One such rule is: If Socrates is human, then he’s mortal. This does the job, but is not very useful because it’s specific to Socrates. But now we apply Newton’s principle and generalize the rule to all entities: If an entity is human, then it’s mortal. Or, more succinctly: All humans are mortal. Of course, it would be rash to induce this rule from Socrates alone, but we know similar facts about other humans:
Plato is human. Plato is mortal.
Aristotle is human. Aristotle is mortal.
And so on.
For each pair of facts, we construct the rule that allows us to infer the second fact from the first one and generalize it by Newton’s principle. When the same general rule is induced over and over again, we can have some confidence that it’s true.
So far we haven’t done anything that the “divide and conquer” algorithm couldn’t do. Suppose, however, that instead of knowing that Socrates, Plato, and Aristotle are human, we just know that they’re philosophers. We still want to conclude that they’re mortal, and we have previously induced or been told that all humans are mortal. What’s missing now? A different rule: All philosophers are human. This also a valid generalization (at least until we solve AI and robots start philosophizing), and it “fills the hole” in our reasoning:
Socrates is a philosopher.
All philosophers are human.
All humans are mortal.
Therefore Socrates is mortal.
We can also induce rules purely from other rules. If we know that all philosophers are human and mortal, we can induce that all humans are mortal. (We don’t induce that all mortals are human because we know other mortal creatures, like cats and dogs. On the other hand, scientists, artists, and so on are also human and mortal, reinforcing the rule.) In general, the more rules and facts we start out with, the more opportunities we have to induce new rules using “inverse deduction.” And the more rules we induce, the more rules we can induce. It’s a virtuous circle of knowledge creation, limited only by overfitting risk and computational cost. But here, too, having initial knowledge helps: if instead of one large hole we have many small ones to fill, our induction steps will be less risky and therefore less likely to overfit. (For example, given the same number of examples, inducing that all philosophers are human is less risky than inducing that all humans are mortal.)
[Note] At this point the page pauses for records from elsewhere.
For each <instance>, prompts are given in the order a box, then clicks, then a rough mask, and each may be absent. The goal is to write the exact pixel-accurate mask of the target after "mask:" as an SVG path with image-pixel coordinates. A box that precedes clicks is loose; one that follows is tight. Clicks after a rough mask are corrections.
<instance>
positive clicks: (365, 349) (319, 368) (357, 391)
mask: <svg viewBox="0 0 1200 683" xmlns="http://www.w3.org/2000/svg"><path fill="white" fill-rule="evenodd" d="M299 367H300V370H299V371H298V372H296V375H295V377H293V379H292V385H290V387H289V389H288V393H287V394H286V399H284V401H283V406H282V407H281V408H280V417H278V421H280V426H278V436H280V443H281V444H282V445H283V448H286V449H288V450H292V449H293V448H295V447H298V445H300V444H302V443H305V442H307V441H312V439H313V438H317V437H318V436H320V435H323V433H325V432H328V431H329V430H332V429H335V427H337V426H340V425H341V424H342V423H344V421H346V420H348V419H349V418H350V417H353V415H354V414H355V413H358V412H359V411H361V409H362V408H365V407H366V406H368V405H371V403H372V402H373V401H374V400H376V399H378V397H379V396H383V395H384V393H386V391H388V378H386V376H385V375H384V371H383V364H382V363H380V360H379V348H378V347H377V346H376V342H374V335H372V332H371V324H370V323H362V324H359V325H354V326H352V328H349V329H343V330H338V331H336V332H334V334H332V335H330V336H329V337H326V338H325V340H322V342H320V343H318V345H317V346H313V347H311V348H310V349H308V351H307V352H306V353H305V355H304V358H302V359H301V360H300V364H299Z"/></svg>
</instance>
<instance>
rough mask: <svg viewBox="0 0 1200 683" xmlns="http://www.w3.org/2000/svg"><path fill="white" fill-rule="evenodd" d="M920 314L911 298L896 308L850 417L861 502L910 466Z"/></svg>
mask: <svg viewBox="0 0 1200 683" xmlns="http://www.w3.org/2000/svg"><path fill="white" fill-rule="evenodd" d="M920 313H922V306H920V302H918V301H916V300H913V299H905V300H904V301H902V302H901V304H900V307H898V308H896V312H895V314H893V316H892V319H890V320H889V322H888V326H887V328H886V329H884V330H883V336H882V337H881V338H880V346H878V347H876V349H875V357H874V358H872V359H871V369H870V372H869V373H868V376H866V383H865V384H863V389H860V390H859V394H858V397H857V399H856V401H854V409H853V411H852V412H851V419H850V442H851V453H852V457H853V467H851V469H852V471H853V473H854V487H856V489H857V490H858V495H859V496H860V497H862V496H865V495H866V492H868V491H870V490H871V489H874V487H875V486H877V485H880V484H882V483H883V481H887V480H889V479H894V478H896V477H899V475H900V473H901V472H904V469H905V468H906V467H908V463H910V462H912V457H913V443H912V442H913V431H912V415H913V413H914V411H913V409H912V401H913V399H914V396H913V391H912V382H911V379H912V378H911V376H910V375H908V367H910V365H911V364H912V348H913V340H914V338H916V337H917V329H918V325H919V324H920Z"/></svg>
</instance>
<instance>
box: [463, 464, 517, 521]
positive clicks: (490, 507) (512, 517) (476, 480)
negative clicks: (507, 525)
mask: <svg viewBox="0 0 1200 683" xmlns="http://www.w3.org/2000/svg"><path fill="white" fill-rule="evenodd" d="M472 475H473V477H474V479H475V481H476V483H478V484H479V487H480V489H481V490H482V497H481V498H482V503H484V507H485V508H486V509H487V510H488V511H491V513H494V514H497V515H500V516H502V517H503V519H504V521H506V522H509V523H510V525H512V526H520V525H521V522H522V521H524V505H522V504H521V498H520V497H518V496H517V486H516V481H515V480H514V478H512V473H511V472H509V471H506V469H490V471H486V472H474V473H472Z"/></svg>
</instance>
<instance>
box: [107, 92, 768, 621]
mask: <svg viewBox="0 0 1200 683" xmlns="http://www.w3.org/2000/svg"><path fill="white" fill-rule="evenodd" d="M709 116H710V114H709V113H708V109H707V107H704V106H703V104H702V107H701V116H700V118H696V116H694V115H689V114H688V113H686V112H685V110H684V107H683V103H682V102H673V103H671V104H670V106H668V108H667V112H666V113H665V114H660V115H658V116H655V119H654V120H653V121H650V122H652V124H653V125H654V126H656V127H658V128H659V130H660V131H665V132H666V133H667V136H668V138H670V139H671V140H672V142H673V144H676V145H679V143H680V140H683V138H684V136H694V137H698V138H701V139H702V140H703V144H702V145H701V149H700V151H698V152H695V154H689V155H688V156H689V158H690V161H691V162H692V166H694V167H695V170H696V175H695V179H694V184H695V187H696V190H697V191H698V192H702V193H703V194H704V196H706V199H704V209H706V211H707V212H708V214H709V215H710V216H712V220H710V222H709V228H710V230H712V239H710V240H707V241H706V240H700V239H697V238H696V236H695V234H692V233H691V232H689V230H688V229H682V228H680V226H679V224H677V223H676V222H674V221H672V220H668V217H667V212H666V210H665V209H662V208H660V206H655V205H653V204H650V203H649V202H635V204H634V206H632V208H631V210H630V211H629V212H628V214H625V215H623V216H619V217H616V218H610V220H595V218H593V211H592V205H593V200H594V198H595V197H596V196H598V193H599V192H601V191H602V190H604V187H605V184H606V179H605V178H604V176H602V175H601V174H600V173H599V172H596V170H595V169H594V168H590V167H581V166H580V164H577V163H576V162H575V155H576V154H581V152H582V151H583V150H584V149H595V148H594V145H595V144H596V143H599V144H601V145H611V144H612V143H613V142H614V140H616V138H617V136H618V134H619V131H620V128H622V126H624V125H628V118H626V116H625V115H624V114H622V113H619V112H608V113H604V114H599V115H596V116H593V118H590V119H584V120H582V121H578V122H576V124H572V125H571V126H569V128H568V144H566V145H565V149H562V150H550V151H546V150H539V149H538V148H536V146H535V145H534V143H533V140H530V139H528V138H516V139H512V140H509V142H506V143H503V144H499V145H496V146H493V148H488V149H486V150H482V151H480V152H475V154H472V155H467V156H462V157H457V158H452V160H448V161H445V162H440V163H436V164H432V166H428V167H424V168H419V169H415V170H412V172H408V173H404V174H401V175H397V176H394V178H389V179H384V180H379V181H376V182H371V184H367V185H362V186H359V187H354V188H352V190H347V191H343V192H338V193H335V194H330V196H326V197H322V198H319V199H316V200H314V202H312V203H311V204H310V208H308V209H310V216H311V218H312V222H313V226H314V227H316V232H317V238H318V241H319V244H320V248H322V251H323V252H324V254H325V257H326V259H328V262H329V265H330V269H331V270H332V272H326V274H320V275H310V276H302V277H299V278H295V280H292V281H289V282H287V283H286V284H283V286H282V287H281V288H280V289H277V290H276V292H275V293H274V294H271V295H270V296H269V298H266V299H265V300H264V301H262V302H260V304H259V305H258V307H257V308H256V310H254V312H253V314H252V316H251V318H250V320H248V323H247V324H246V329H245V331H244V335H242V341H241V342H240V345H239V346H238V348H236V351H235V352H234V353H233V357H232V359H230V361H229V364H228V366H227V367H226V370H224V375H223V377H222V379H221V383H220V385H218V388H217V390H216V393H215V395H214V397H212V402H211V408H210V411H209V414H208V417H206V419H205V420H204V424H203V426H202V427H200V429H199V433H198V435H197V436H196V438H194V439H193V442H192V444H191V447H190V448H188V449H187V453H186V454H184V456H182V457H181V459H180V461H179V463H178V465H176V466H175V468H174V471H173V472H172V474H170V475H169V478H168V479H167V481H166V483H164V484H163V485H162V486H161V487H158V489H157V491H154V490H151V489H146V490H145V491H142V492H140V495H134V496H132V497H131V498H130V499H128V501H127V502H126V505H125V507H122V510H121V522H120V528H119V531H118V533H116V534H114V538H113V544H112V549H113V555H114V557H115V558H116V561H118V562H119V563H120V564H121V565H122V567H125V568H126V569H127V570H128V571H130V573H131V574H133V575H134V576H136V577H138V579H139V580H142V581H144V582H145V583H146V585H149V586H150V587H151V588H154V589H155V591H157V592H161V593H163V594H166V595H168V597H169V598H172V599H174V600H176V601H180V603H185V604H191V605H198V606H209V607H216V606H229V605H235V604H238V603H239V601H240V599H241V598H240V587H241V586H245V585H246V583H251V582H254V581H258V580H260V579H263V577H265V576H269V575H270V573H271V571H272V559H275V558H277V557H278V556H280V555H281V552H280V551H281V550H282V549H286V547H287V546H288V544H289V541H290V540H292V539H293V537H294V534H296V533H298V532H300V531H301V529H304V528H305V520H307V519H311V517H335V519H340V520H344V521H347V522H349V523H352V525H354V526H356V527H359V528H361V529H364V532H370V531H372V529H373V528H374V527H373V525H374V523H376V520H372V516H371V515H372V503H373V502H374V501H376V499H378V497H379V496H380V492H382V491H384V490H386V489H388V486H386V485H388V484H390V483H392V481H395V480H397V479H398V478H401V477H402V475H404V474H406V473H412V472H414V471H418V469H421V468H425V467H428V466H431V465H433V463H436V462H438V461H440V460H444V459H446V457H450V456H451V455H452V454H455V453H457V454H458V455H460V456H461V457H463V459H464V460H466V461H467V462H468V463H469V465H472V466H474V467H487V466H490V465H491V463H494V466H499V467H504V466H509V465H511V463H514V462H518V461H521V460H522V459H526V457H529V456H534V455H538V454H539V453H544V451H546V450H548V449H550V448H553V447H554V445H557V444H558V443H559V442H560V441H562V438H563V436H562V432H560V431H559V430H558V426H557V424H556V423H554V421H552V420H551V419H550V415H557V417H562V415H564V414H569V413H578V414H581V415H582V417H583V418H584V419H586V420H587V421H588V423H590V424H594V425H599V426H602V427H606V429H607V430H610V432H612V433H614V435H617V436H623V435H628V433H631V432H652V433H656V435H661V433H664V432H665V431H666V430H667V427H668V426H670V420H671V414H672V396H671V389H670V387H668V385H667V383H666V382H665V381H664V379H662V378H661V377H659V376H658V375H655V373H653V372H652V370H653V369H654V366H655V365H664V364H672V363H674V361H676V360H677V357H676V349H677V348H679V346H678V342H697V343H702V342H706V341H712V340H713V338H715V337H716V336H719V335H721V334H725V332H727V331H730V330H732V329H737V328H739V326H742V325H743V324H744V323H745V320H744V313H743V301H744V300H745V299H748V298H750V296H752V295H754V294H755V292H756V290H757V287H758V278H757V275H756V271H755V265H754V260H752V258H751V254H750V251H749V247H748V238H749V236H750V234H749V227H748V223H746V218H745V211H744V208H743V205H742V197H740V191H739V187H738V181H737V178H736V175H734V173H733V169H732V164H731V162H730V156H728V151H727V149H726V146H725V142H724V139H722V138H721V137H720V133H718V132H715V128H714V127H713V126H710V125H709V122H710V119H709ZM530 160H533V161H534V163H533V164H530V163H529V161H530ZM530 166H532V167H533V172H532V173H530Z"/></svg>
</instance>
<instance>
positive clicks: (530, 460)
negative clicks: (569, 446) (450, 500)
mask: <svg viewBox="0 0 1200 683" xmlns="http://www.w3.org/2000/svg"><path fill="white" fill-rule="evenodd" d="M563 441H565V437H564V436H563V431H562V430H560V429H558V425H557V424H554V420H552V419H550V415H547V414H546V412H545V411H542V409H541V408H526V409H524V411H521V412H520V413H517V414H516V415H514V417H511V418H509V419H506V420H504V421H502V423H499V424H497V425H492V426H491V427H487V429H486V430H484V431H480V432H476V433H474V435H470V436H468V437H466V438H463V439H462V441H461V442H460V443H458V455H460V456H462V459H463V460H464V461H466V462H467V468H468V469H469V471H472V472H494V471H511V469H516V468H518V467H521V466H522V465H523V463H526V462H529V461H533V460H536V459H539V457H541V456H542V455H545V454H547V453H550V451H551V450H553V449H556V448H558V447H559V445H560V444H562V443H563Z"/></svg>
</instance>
Inverting an operation is often difficult because the inverse is not unique. For example, a positive number has two square roots, one positive and one negative (22 = (-2)2 = 4). Most famously, integrating the derivative of a function only recovers the function up to a constant. The derivative of a function tells us how much that function goes up or down at each point. Adding up all those changes gives us the function back, except we don’t know where it started; we can “slide” the integrated function up or down without changing the derivative. To make life easy, we can “clamp down” the function by assuming the additive constant is zero. Inverse deduction has a similar problem, and Newton’s principle is one solution. For example, from All Greek philosophers are human and All Greek philosophers are mortal we can induce that All humans are mortal, or just that All Greeks are mortal. But why settle for the more modest generalization? Instead, we can assume that all humans are mortal until we meet an exception. (Which, according to Ray Kurzweil, will be soon.)